Kur'an-ı Kerim ve Türkçe Meali Sayfa 595
1. Güneşe ve onun parıltısına andolsun,
2. Onu izlediği zaman aya,
3. Onu (güneş) parıldattığı zaman gündüze,
4. Onu sarıp örttüğü zaman geceye,
5. Göğe ve onu bina edene,
6. Yere ve onu yayıp döşeyene,
7. Nefse ve ona 'bir düzen içinde biçim verene',
8. Sonra ona fücurunu ve takvasını ilham edene (andolsun).
9. Onu arındırıp temizleyen gerçekten felah bulmuştur.
10. Ve onu (isyanla, günahla, bozulmalarla) örtüp saran da elbette yıkıma uğramıştır.
11. Semud (halkı) azgınlığı dolayısıyla yalanladı;
12. En 'zorlu bedbahtları' ayaklandığında,
13. Tanrı'nın elçisi onlara dedi ki: "Tanrı'nın (deneme için size gönderdiği) devesine ve onun su içme sırasına dikkat edin."
14. Fakat, onu yalanladılar, deveyi yere yıkıp öldürdüler.

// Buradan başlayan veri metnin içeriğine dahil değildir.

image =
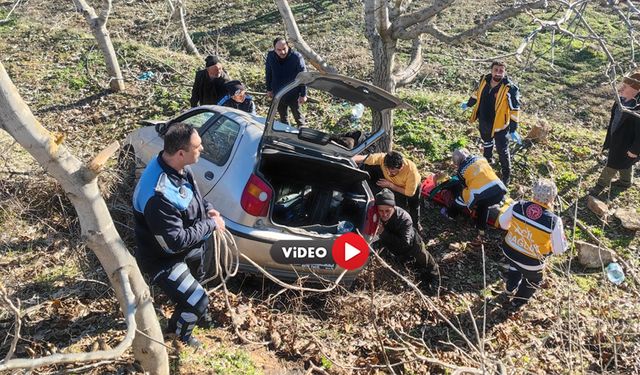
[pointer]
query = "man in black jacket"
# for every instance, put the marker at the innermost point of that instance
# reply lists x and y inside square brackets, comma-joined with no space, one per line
[208,87]
[623,137]
[281,68]
[237,98]
[397,234]
[172,224]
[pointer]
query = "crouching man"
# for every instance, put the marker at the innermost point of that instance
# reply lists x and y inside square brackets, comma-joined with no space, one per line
[398,174]
[172,224]
[534,232]
[481,189]
[397,234]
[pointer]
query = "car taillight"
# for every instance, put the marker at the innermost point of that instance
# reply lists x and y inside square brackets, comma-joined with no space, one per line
[256,196]
[372,220]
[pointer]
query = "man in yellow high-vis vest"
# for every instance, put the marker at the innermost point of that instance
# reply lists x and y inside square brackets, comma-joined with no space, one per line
[534,232]
[496,106]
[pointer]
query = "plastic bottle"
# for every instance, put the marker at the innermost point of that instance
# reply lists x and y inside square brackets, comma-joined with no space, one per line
[615,273]
[344,227]
[357,111]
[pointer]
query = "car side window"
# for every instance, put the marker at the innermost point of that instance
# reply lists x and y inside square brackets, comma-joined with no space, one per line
[218,140]
[198,119]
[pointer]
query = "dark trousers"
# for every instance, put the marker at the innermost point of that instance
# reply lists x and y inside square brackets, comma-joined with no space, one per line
[295,110]
[180,285]
[424,262]
[481,207]
[502,146]
[524,282]
[410,203]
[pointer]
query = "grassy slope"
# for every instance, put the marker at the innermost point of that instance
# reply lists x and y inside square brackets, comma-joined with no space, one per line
[59,72]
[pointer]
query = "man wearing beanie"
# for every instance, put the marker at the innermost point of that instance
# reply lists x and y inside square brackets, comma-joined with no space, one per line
[208,86]
[397,234]
[400,175]
[281,68]
[534,232]
[496,106]
[237,98]
[623,137]
[480,189]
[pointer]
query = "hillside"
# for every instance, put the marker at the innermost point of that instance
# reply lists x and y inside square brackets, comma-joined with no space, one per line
[578,323]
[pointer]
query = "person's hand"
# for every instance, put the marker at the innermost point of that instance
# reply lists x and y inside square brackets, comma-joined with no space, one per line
[220,226]
[516,137]
[384,183]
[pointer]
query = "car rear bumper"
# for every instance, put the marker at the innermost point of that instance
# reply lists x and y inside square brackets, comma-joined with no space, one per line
[256,244]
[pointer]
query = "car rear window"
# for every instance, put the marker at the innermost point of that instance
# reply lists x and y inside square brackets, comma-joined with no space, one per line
[218,140]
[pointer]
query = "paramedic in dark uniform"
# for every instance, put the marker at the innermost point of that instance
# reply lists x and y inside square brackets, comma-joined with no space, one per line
[172,224]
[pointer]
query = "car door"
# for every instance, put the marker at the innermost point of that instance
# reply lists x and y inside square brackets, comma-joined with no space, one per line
[312,141]
[219,139]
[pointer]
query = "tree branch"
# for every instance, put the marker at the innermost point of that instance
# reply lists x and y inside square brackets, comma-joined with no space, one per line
[6,19]
[294,36]
[16,330]
[431,29]
[423,15]
[101,355]
[106,10]
[411,71]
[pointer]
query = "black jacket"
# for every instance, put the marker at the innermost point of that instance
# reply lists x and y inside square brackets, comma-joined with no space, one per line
[281,72]
[170,217]
[625,138]
[208,91]
[399,234]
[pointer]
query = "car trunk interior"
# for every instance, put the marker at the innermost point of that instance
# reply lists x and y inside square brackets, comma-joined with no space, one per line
[314,194]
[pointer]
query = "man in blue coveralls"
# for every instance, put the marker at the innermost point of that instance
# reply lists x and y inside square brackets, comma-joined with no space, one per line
[172,224]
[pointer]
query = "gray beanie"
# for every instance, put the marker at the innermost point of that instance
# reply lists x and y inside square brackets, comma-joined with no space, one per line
[459,155]
[544,191]
[385,197]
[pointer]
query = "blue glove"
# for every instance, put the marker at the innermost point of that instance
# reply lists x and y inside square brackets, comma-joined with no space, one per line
[516,137]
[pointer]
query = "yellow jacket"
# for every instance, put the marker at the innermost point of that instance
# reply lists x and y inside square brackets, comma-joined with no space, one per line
[507,104]
[408,177]
[533,231]
[479,179]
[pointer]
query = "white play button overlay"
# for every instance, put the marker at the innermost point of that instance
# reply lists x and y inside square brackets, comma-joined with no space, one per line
[350,251]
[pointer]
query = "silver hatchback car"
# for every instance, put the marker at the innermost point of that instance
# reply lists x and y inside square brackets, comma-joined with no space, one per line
[273,182]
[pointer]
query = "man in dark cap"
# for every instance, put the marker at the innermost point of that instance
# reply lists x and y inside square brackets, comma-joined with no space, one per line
[397,234]
[208,86]
[496,106]
[281,68]
[237,98]
[623,137]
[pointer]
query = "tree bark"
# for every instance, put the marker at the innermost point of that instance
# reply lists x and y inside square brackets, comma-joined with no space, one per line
[100,32]
[97,228]
[383,50]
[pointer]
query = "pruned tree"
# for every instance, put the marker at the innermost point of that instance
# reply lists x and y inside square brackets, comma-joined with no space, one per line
[387,23]
[98,25]
[177,8]
[79,182]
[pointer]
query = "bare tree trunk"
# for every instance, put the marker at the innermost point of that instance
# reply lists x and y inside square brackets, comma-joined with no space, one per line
[100,32]
[383,50]
[80,185]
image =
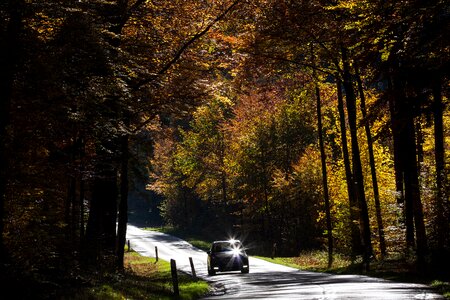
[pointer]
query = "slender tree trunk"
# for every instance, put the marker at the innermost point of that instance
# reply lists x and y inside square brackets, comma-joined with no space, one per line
[398,128]
[356,159]
[123,204]
[10,51]
[412,190]
[373,172]
[442,203]
[354,210]
[324,179]
[101,226]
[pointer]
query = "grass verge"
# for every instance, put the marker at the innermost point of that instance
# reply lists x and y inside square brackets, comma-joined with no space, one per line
[391,269]
[142,279]
[200,242]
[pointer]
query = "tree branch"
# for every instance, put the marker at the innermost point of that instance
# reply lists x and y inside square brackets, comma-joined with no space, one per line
[184,47]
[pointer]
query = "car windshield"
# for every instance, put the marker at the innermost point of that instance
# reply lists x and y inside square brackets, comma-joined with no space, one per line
[226,246]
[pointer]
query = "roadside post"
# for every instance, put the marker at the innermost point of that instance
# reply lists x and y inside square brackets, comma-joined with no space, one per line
[173,269]
[192,268]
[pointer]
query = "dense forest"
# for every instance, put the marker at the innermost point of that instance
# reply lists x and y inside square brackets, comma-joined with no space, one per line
[305,124]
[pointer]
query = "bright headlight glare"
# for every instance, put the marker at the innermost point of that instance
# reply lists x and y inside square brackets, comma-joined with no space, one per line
[236,251]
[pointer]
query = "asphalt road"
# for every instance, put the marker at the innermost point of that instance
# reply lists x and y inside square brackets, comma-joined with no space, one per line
[271,281]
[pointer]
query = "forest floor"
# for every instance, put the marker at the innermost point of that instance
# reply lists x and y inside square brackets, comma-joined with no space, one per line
[395,268]
[143,279]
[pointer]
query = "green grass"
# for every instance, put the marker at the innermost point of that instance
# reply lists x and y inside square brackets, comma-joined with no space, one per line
[142,279]
[199,242]
[391,269]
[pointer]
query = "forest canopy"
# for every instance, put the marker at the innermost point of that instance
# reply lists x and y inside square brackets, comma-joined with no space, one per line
[305,124]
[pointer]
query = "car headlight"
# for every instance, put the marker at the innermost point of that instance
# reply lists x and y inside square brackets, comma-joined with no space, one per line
[236,251]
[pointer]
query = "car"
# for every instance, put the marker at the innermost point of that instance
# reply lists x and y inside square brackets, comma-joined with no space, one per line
[227,255]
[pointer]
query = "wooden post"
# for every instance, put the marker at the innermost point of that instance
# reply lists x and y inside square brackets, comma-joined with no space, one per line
[173,269]
[192,267]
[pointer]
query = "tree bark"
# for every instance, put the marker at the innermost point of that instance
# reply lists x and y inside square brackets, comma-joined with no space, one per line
[376,193]
[356,160]
[10,51]
[324,179]
[123,204]
[398,130]
[353,203]
[442,203]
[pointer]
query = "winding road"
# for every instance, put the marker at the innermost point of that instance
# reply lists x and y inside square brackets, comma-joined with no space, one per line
[271,281]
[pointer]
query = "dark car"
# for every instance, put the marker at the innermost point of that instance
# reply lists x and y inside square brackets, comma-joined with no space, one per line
[227,256]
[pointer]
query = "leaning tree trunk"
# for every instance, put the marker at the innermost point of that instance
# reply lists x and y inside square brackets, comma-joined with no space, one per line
[412,190]
[10,50]
[353,203]
[398,133]
[356,160]
[123,204]
[373,172]
[442,203]
[324,179]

Rableri de günahları dolayısıyla 'onları yerle bir etti, kırıp geçirdi'; orasını da dümdüz etti.
15. (Tanrı, asla) Bunun sonucundan korkmaz.
1. Sarıp örttüğü zaman geceye andolsun,
2. Parıldayıp aydınlandığı zaman gündüze,
3. Erkeği ve dişiyi yaratana;
4. Gerçekten sizin çabalarınız (çelişkili, parça parça) darmadağınıktır.
5. Fakat kim verir ve korkup sakınırsa,
6. Ve en güzel olanı doğrularsa,
7. Biz de onu kolay olan için başarılı kılacağız.
8. Kim de cimrilik eder, kendini müstağni görürse,
9. Ve en güzel olanı yalan sayarsa,
10. Biz de ona en zorlu olanı (azaba uğramasını) kolaylaştıracağız.
11. Tereddi edeceği (başaşağı düşüşe uğrayacağı) zaman, malı ona hiç yarar sağlamaz.
12. Şüphesiz, bize ait olan, yol göstermektir.
13. Gerçekten, son da, ilk de (ahiret ve dünya) bizimdir.
14. Artık sizi, 'alevleri kabardıkça kabaran' bir ateşle uyardım.